In-house validation. The method was validated by analyses of reference materials, recovery of analyte, and precision measurements. Juices used for method validation included: red grape, purple grape, white grape, apple pear, cranberry, cherry (juice blend), and berry (juice blend). Precision of analyses for 3 analytical portions was ≤10% relative standard deviation for species present at concentrations >LOQ. Recovery of added analyte was in the range of 80-120% for all four species in all juices tested. As(V) results for NIST SRM 1640 agreed with certificate value for total arsenic, differing by less than 0.1%. Results for DMA, MMA, As(V) and total arsenic in NIST SRM 2669 were similar to certificate values (z-scores all <2). As(III) was not in agreement; however, total inorganic arsenic (sum of As(III) and As(V)) was in agreement with certificate value (z-score <2 using combined uncertainty for As(III) and As(V) calculated as root-sum-square).

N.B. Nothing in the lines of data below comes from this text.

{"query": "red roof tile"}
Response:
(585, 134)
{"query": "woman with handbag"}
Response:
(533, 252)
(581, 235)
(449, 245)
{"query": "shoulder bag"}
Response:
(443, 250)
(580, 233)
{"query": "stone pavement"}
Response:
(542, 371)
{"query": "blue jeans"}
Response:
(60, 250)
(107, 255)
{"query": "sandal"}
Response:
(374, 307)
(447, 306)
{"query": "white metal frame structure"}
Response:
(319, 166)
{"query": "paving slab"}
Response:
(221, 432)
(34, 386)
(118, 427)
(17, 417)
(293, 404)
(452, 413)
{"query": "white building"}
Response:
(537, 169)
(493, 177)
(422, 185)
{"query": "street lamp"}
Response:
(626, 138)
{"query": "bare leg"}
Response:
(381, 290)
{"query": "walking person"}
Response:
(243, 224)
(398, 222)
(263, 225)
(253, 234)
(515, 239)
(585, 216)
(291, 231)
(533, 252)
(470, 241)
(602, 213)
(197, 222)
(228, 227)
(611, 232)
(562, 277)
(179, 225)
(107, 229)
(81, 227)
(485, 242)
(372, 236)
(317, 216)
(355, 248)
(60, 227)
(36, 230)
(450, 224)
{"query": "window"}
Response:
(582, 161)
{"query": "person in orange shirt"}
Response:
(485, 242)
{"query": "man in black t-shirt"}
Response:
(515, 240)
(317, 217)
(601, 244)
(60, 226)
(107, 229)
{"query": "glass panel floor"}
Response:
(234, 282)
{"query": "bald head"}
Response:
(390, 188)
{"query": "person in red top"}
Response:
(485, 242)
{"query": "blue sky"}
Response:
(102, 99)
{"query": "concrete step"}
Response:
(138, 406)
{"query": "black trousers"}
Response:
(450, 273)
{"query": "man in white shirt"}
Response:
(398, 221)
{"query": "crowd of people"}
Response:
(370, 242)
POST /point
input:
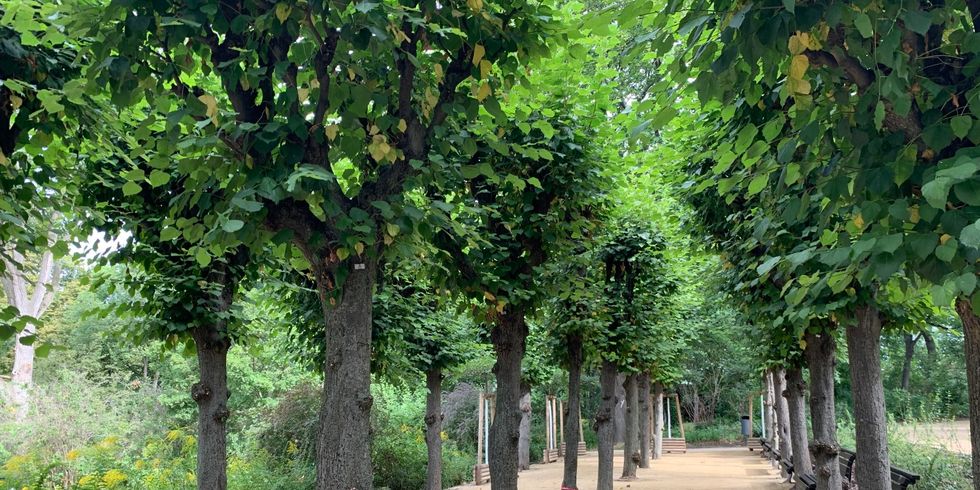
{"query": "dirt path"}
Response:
(715, 468)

Uncertainty. A result above LOQ has an estimated combined uncertainty of 10%. Use a coverage factor of 2 to give an expanded uncertainty at about 95%. A result above LOD but below LOQ is considered qualitative and is not reported with an uncertainty.

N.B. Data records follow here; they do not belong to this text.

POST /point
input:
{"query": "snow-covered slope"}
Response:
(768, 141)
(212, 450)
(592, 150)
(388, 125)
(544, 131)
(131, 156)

A detailed discussion of method uncertainty is presented in EAM §3.3. This method conforms to the information contained in that discussion. Derivation of an estimated uncertainty specific to an analysis is also discussed EAM §3.3.2.


REFERENCES

  1. ASTM International (2006) ASTM D 1193-06, "Standard Specification for Reagent Water". ASTM disclaimer icon. 
  2. Available from Institute for Reference Materials and Measurements (IRRM). IRMM disclaimer icon
    Also, available through Resource Technology Corporation (RTC) [USA Distributor]. RTC disclaimer icon.
  3. Sleikovec, Z., Falnoga, I., Goessler, W., van Elteren, J. T., Raml, R., Podgornik, H., Cernelc, P. (2008) Analytical Artefacts in the Speciation of Arsenic in Clinical Samples, Anal. Chim. Acta. 607, 83-91. 
  4. Kirby, J., Maher, W., Ellwood, M., Krikowa, F. (2004) Arsenic Species Determination in Biological Tissues by HPLC-ICP-MS and HPLC-HG-ICP-MS, Aust. J. Chem. 57, 957-966.
  5. Pizarro, I., Gomez, M., Camara, C., Palacios, M. A. (2003) Arsenic speciation in environmental and biological samples: Extraction and stability studies, Anal. Chim. Acta. 495, 85-98.
  6. Coelho, N. M. M., Coelho, L. M., de Lima, E. S., Pastor, A., de la Guardia, M. (2005) Determination of arsenic compounds in beverages by high-performance liquid chromatography-inductively coupled plasma mass spectrometry, Talanta 66, 818-822.